Jaga Ekonomi Akibat Dampak Corona, Keringanan Pajak Disiapkan
A
A
A
JAKARTA - Sejumlah stimulus berupa keringanan pajak disiapkan untuk mengurangi dampak penyebaran virus corona Covid-19. Insentif tersebut berlaku untuk pajak penghasilan 21 (PPh 21), PPh 22 dan PPh 25.
Namun bentuk keringanan perpajakan tersebut secara detail belum disampaikan. Hanya saja kebijakan ini menjadi angin segar di tengah kekhawatiran masyarakat yang kini lebih waspada akibat meluasnya penyebaran visus corona.
Menteri Keuangan Sri Mulyani mengatakan, kelonggaran pajak itu diharapkan bisa menangkis dampak wabah virus corona terhadap perekonomian nasional.
"Jadi semuanya itu adalah stimulus di tengah tekanan yang diakibatkan virus corona (Covid-19) di mana Pasal 21 sudah kita siapkan. Pasal 25 disiapkan. Pasal 22 bea masuk pajak impor juga disiapkan dan restitusi dipercepat dalam rangka cashflow," kata Sri Mulyani di Kantor Direktorat Jenderal Pajak, Kementerian Keuangan, Jakarta, kemarin.
Sekadar informasi, PPh Pasal 21 merupakan pajak yang dipungut atas penghasilan berupa gaji, upah, honorarium, tunjangan dan pembayaran lain yang berhubungan dengan pekerjaan. Adapun PPh Pasal 22 adalah Pajak Penghasilan Badan atas Kegiatan Impor Barang Konsumsi. (Baca: Realisasi Penerimaan Meleset, Insentif Pajak Jalan Terus)
PPh 22 merupakan peraturan pemungutan pajak penghasilan badan dari wajib pajak yang melakukan kegiatan impor atau dari pembeli atas penjualan barang mewah. Adapun PPh Pasal 25 Pajak baik orang pribadi maupun badan yang memiliki kegiatan usaha diwajibkan membayar angsuran pajak penghasilan setiap bulannya.
Sri Mulyani melanjutkan, desain insentif tersebut sudah siap dan tinggal menunggu kebijakan dari Kementerian Koordinator (Kemenko) Bidang Perekonomian. Kebijakan yang dimaksud adalah terkait berapa lama waktu implementasi dan untuk sektor apa saja yang diberlakukan.

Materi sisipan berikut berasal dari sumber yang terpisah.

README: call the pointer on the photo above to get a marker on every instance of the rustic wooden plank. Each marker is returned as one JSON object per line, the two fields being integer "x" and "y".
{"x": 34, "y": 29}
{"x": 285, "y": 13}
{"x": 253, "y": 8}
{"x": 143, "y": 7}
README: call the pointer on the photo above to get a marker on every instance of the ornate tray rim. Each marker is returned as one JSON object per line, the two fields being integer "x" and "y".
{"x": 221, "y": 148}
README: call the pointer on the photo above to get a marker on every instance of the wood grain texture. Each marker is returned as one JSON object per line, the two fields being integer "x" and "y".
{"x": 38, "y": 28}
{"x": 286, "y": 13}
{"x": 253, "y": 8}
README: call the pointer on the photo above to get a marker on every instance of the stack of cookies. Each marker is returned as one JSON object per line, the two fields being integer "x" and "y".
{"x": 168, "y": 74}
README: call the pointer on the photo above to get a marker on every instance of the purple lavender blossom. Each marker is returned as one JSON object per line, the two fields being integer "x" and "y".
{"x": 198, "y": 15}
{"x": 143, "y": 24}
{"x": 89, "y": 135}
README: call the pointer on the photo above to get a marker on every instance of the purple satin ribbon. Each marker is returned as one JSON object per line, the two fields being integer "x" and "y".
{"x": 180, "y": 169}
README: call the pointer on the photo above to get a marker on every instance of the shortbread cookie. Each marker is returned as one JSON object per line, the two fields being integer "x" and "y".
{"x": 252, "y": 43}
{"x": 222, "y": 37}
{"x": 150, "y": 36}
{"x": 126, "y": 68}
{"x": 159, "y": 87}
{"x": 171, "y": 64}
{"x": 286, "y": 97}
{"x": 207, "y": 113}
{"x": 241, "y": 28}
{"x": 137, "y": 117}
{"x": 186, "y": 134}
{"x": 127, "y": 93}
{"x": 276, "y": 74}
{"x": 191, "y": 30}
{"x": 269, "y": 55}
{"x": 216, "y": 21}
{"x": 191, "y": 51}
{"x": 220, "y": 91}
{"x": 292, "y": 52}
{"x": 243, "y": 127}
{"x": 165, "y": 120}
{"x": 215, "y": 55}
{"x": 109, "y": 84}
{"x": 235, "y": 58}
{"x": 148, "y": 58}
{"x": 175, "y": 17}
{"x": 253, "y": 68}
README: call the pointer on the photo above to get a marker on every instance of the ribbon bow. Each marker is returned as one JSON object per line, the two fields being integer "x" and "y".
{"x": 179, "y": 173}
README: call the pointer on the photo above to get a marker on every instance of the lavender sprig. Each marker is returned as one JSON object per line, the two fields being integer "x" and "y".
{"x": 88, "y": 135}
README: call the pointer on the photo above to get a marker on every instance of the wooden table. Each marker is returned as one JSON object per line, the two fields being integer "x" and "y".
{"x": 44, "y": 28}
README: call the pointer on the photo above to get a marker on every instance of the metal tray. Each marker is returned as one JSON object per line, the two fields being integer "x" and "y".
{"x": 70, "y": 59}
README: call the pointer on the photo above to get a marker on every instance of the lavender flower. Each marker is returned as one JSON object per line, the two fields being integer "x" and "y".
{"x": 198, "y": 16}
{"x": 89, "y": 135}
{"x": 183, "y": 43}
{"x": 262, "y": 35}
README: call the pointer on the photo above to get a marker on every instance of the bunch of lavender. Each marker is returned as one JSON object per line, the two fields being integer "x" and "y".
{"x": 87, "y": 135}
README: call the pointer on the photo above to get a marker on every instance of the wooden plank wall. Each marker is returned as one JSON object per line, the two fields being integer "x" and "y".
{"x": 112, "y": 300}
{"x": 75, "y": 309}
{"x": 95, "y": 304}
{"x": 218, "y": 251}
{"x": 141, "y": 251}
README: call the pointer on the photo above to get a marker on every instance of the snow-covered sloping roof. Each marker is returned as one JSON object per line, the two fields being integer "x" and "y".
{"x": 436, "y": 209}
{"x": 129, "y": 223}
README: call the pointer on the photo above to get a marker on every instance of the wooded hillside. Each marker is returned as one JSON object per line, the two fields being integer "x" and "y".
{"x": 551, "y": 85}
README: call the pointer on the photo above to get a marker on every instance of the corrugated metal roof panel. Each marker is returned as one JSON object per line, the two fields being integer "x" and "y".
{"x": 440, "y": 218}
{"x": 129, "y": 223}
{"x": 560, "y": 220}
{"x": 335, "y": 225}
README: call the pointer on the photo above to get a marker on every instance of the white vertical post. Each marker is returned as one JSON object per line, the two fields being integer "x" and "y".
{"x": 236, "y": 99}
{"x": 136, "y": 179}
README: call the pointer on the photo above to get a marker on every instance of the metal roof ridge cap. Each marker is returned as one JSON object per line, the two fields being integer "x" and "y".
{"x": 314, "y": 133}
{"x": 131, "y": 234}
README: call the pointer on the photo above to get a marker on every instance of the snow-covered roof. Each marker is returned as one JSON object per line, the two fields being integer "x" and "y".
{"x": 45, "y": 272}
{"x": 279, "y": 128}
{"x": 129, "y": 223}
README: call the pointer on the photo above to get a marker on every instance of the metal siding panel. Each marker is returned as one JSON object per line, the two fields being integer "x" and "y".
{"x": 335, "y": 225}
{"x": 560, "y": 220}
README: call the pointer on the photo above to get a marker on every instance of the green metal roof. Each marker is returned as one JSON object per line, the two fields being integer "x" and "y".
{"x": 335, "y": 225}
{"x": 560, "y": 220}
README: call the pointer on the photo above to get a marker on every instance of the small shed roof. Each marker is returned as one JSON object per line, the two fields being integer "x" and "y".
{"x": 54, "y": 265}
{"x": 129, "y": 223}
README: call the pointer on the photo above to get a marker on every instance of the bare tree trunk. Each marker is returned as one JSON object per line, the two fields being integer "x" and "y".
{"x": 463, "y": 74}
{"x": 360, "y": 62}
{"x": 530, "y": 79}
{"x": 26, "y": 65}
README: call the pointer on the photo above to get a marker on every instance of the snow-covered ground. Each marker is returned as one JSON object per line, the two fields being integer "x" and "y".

"Tinggal strategi ekonomi. Ini bukan masalah Menteri Keuangan. Kita bersama Menko dan menteri lain diharapkan bisa menyampaikan ke Presiden Jokowi assessment berdasarkan situasi terkini dan strategi support policy yang akan dilakukan," katanya.
Mantan Direktur Bank Dunia itu juga menambahkan, penerimaan PPh dari wajib pajak orang pribadi dan badan tetap menunjukkan pertumbuhan yang positif. Hal ini bisa memberikan stimulus pada ekonomi Indonesia.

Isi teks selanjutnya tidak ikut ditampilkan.